自定义处理器，处理图像 tiling、归一化、tokenization 和 prompt 构建。

```python
import math

def select_tiling(
    height: int, width: int, crop_size: int, max_crops: int
) -> tuple[int, int]:
    """Determine the optimal number of tiles to cover an image.

    根据图像尺寸和 crop 大小，计算最优的 tiling 网格数 (h, w)。
    如果图像小于 crop，则返回 (1, 1)。
    否则最小化 tile 数，但不超过 max_crops，并尽量保持正方形。

    Args:
        height: 原始图像高度。
        width: 原始图像宽度。
        crop_size: 每个 crop 的尺寸（默认 378）。
        max_crops: 最大允许的 crop 数（默认 12）。

    Returns:
        (tiling_h, tiling_w) 瓦片网格大小。
    """
    if height <= crop_size or width <= crop_size:
        return (1, 1)

    # 最小需要的 tile 数
    min_h = math.ceil(height / crop_size)
    min_w = math.ceil(width / crop_size)

    # 如果最小数已超过限制，按比例缩小
    if min_h * min_w > max_crops:
        ratio = math.sqrt(max_crops / (min_h * min_w))
        return (max(1, math.floor(min_h * ratio)),
                max(1, math.floor(min_w * ratio)))

    # 否则在正方形约束下尽量填满 max_crops
    h_tiles = math.floor(math.sqrt(max_crops * height / width))
    w_tiles = math.floor(math.sqrt(max_crops * width / height))

    h_tiles = max(h_tiles, min_h)
    w_tiles = max(w_tiles, min_w)

    # 如果超出，减少一个维度
    if h_tiles * w_tiles > max_crops:
        if w_tiles > h_tiles:
            w_tiles = math.floor(max_crops / h_tiles)
        else:
            h_tiles = math.floor(max_crops / w_tiles)

    return (max(1, h_tiles), max(1, w_tiles))

```

# 评论区精华

**核心 engine 改动取舍**：DarkLight1337 反对引入模型钩子和 `model_extra_output`，认为会增加代码债务。作者 sniper35 最终同意移除 Point/Detect 技能相关核心改动，只保留 Query/Caption，避免对 Engine Core 的侵入。
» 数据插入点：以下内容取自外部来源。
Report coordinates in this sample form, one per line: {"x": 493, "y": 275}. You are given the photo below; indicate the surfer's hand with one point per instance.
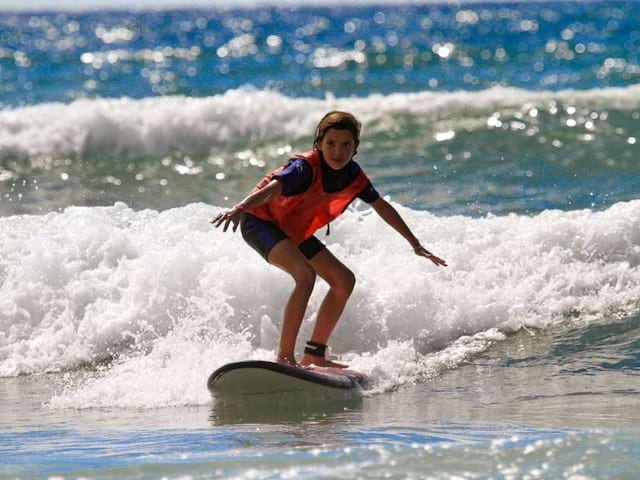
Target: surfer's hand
{"x": 230, "y": 216}
{"x": 423, "y": 252}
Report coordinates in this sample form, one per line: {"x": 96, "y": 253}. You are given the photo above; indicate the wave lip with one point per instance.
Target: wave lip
{"x": 158, "y": 126}
{"x": 153, "y": 293}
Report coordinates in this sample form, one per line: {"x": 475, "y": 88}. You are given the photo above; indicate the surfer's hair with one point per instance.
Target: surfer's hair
{"x": 340, "y": 121}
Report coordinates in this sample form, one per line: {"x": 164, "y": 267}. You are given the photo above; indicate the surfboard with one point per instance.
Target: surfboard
{"x": 257, "y": 377}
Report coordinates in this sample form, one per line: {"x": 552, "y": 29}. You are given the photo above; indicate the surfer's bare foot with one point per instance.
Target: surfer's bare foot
{"x": 309, "y": 360}
{"x": 286, "y": 360}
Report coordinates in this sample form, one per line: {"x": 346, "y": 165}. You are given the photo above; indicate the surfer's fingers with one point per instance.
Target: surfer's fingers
{"x": 216, "y": 220}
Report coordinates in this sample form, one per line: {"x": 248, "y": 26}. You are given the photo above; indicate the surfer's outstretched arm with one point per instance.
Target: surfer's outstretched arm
{"x": 393, "y": 218}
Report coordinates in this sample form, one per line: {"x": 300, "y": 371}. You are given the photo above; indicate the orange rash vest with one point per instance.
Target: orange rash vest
{"x": 299, "y": 216}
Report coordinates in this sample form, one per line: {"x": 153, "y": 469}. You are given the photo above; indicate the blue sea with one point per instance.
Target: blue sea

**grid_size 计算与权重映射错误**：gemini-code-assist 指出 `grid_size` 错误使用了 `enc_n_layers`（应为 `crop_size/patch_size`），以及 attention 权重 `qkv` 映射错误（`qkv` 应为 `qkv_proj`）。已修正。

**processor 输入标准化**：DarkLight1337 要求模型层不应处理多种输入格式，应由 processor 统一标准化。模型层的输入处理被简化，仅接受 5d tensor 或 list of 4d tensors。

- 核心 engine 改动（模型钩子）是否必要 (design): 移除对 Engine Core 的侵入性修改，仅保留非侵入模型注册。
- grid_size 计算依赖错误 (correctness): 已修正为动态计算。
- 权重名称映射错误 (correctness): 已修正映射规则。
- processor 输入标准化 (design): 简化模型层输入处理，仅接受 5d tensor 或 list of 4d tensors，其余由 processor 处理。
- IO Processor plugin 的引入 (design): 最终未引入 IO Processor plugin 改动，保持原有接口。

# 风险与影响

- 风险：**新模型稳定性**：首次集成，虽然通过 HF 对齐测试，但实际部署可能出现未预期行为，尤其是 tiling 路径和 prompt 格式化边缘情况。
**外部 tokenizer 依赖**：使用单独仓库 `moondream/starmie-v1` 作为 tokenizer，若仓库不可用或变更则模型无法加载。
**性能开销**：图像预处理涉及重叠 tiling 和特征重建，高分辨率图像可能增加延迟；MoE 解码器在批处理时有额外计算。
**Prefix-LM 实现风险**：vLLM 的 prefix-LM 机制主要用于少量模型，固定 prefix 长度（730）若配置变更可能导致错位。
**测试覆盖**：未覆盖所有 tiling 组合和极端情况。

- 影响：**用户**：可直接使用 `vllm.LLM` 加载 Moondream3 模型，通过 Query 和 Caption prompt 格式进行多模态交互。
**系统**：新增约 5400 行代码，包括完整模型、处理器、配置和测试。模型使用独立 tokenizer，需额外网络获取。能利用 vLLM 的张量并行、pipeline 并行、prefix caching 等特性。
**团队**：需维护模型对 HF config 的兼容性，跟踪上游更新。processor 中 `select_tiling` 算法若变化需同步。

- 风险标记：依赖外部 tokenizer, 新模型稳定性 , tiling 计算开销

# 关联脉络

- PR #32327 Update imports for Moondream3: PR body 中提及可能需要跟随 #32327 更新导入，实际合并时已适配。